The perfect sprawl......


----------



## cwag (Apr 25, 2017)

Rukie and my granddog have perfected the double decker dog couch routine.


----------



## FurdogDad (Mar 30, 2021)

That IS impressive....I'm gonna have to hide my phone so Murph and Lola don't see that....


----------



## CAROLINA MOM (May 12, 2009)

It's funny how most of us start out thinking my dog(s) will never be on the Couch, when in reality all of our dogs are sprawled out on the couch or in their favorite chair.


----------



## Mango’s Mum (Mar 22, 2021)

So glad it’s not just us! 😂 Mango was ONLY allowed on the couch if he was on someone’s lap. This went on for months… he grew and grew and grew and before you know it only his head would fit on a lap. Eventually it was, oh, might as well let him sleep there alone as he looks so happy!

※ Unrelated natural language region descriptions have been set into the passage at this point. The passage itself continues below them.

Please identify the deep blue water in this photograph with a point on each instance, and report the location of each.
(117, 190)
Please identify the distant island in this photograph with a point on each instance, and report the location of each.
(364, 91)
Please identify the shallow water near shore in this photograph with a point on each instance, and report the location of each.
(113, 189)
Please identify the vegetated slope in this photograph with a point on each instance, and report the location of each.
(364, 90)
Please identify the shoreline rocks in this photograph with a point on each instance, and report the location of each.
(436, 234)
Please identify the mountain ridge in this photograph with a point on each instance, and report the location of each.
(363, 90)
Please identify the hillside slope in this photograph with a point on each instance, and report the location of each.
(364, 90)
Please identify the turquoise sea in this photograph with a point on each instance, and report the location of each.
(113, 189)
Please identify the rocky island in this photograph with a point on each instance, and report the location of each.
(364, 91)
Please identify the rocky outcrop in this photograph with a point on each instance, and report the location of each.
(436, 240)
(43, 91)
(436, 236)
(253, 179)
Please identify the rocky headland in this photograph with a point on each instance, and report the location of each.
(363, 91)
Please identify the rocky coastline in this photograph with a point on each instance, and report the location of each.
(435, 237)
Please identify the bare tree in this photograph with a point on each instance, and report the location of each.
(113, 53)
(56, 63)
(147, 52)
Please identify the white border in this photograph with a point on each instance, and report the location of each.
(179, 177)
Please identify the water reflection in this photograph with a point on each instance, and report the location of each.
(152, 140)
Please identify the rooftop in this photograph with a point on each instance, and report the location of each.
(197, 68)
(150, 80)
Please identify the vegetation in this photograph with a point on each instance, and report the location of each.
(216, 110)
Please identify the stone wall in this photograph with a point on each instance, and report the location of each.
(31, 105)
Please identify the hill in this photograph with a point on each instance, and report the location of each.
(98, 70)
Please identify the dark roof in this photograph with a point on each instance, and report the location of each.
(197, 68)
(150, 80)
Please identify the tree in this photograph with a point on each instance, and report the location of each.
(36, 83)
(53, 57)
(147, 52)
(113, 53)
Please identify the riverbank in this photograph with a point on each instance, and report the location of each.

Fail.


----------



## FurdogDad (Mar 30, 2021)

Oh, so now we wanna talk lap dogs....


----------



## CAROLINA MOM (May 12, 2009)

"Oh, so now we wanna talk lap dogs...."


My bridge boy used to lay on my lap and watch TV with me.


----------



## michaeldwilson (Aug 14, 2012)

We absolutely do not allow the dogs on the couch.


----------



## FurdogDad (Mar 30, 2021)

Way to stand strong.....


----------



## laurab18293 (Oct 6, 2021)

Yeah this lasted about two days in my house. going strong at grandmas unless papa around then all the couch snuggles....shhh dont grammy. hehe


----------



## FurdogDad (Mar 30, 2021)

I'll never tell.......


----------



## DevWind (Nov 7, 2016)

Um yeah…no dogs on the furniture ……


----------